Turning to the statutory framework, the court traced the legislative history of section 6. It noted that the Co-operatives Amendment Act 6 of 2013, which came into force on 1 April 2019, had repealed the 2005 provision on which the commissioner had relied. The amended section not only re-enacts but also strengthens the employee status of worker-co-operative members, subject to a narrow exemption procedure that was neither pleaded nor proved in this case. Accordingly, the commissioner’s ruling was predicated on an obsolete legislative text, constituting a material error of law. Drawing on MacDonald’s Transport and the recent unreported decision in Deysel, the court held that such an error suffices, without more, to vitiate the ruling.
Because the error went to the heart of jurisdiction, the ruling could not stand. The court therefore set it aside and remitted the dispute for arbitration de novo before a different commissioner so as to preserve the integrity of the process. In keeping with the principle of fairness articulated in Long v South African Breweries, it declined to award costs.
The jurisdictional ruling of 19 February 2024 was reviewed and set aside. The unfair-dismissal dispute was remitted to the CCMA to be arbitrated anew by a commissioner other than the second respondent. The CCMA was directed to enrol the matter expeditiously, and no order as to costs was made.

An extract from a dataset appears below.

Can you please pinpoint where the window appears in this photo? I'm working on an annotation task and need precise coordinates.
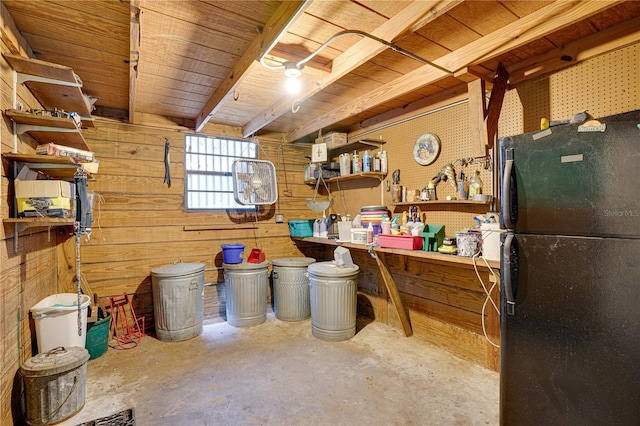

A commissioner’s misinterpretation of a statutory provision that has been repealed constitutes a material error of law and is reviewable under section 145 of the Labour Relations Act without the need to show unreasonableness.
Jurisdictional findings by the CCMA are assessed on a correctness standard, and the Labour Court is empowered—and obliged—to substitute its own interpretation where only one correct legal answer is possible.
The Co-operatives Amendment Act 6 of 2013 now expressly provides that members of worker co-operatives are employees for purposes of the Labour Relations Act unless a lawful exemption has been granted by a bargaining council or the Minister of Labour.
Substantial compliance with the Regulations under the Justices of the Peace and Commissioners of Oaths Act is sufficient to uphold the validity of an affidavit; minor commissioning defects will not derail proceedings where the oath was in fact properly administered.
Costs in labour-court proceedings remain subject to the overarching principle of fairness; absent egregious conduct by any party, the default position is that each party bears its own costs.